At 19, she moved to Madison and enrolled at the University of Wisconsin. Graduating in 1869 as valedictorian, she was instrumental in opening admission of the UW to women. She taught at the UW, then married Leonard Wright Colby, and moved to Beatrice, Nebraska.
Clara served as president for 16 years of her state’s Woman’s Suffrage Association. She founded the Woman’s Tribune in 1883, and published this organ of the National Woman Suffrage Association for 25 years, including daily editions through the suffrage conventions. As editor, she also set type, was compositor and sometimes ran the press.

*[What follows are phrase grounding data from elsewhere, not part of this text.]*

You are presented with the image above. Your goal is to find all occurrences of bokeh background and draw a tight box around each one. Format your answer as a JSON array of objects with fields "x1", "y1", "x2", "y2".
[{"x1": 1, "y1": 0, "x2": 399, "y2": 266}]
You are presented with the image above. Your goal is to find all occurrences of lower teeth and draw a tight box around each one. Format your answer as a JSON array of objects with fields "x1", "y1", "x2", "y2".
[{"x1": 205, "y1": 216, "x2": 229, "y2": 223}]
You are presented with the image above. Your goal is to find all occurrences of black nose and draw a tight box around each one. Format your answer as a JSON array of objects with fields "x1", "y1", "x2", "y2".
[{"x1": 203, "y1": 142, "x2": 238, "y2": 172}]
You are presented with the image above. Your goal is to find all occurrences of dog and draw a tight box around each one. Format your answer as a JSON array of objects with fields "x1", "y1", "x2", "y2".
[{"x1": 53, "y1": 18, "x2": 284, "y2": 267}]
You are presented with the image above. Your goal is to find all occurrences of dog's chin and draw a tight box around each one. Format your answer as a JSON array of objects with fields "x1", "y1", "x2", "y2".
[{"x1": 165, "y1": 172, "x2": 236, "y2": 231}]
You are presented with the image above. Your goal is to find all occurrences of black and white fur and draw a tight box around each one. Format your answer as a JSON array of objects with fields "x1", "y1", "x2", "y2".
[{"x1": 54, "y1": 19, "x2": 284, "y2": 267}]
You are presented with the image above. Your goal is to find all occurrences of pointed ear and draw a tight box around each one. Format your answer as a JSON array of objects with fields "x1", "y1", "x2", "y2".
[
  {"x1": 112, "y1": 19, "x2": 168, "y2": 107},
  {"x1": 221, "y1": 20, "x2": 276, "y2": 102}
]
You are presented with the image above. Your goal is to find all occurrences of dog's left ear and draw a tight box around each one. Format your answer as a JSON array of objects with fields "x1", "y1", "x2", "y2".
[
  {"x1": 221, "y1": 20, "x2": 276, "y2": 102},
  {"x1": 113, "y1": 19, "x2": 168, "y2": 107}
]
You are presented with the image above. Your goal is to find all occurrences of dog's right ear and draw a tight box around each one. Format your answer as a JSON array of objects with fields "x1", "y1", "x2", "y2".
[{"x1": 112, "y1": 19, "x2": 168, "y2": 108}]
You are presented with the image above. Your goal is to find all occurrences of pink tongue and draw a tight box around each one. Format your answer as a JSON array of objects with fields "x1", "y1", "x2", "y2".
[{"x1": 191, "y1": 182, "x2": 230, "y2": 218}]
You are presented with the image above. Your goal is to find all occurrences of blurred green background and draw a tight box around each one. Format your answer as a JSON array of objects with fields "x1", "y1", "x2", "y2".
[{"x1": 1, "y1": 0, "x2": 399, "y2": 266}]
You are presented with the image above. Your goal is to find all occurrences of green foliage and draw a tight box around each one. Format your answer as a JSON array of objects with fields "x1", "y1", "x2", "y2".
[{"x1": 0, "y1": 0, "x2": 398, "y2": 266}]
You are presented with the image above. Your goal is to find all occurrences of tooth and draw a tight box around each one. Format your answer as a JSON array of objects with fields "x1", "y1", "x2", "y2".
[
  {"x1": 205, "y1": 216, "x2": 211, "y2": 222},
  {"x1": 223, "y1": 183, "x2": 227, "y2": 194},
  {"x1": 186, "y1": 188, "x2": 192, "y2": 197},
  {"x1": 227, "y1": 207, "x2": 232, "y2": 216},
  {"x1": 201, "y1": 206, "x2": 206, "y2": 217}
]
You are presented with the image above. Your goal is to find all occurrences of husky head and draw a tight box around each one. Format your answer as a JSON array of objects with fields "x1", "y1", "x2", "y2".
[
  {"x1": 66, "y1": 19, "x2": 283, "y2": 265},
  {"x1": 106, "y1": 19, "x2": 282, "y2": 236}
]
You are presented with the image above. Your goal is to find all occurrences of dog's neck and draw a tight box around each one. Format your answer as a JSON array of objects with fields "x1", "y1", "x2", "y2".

Legendary for energy and her work ethic, Clara adopted two children, including a Sioux Indian baby girl, “Lost Bird,” found in the arms of her slaughtered mother after Wounded Knee by Clara’s husband. Clara was the first woman designated as a war correspondent during the Spanish War. She lectured in nearly every state for suffrage, as well as England, Ireland and Scotland. Clara had belonged to the Congregational church, but introduced and defended resolutions denouncing patriarchal religious dogma, notably at the 1885 woman suffrage convention. She routinely featured her friend Elizabeth Cady Stanton‘s critiques of religion on the front pages of the Woman’s Tribune. She died after nursing others with the flu in 1916.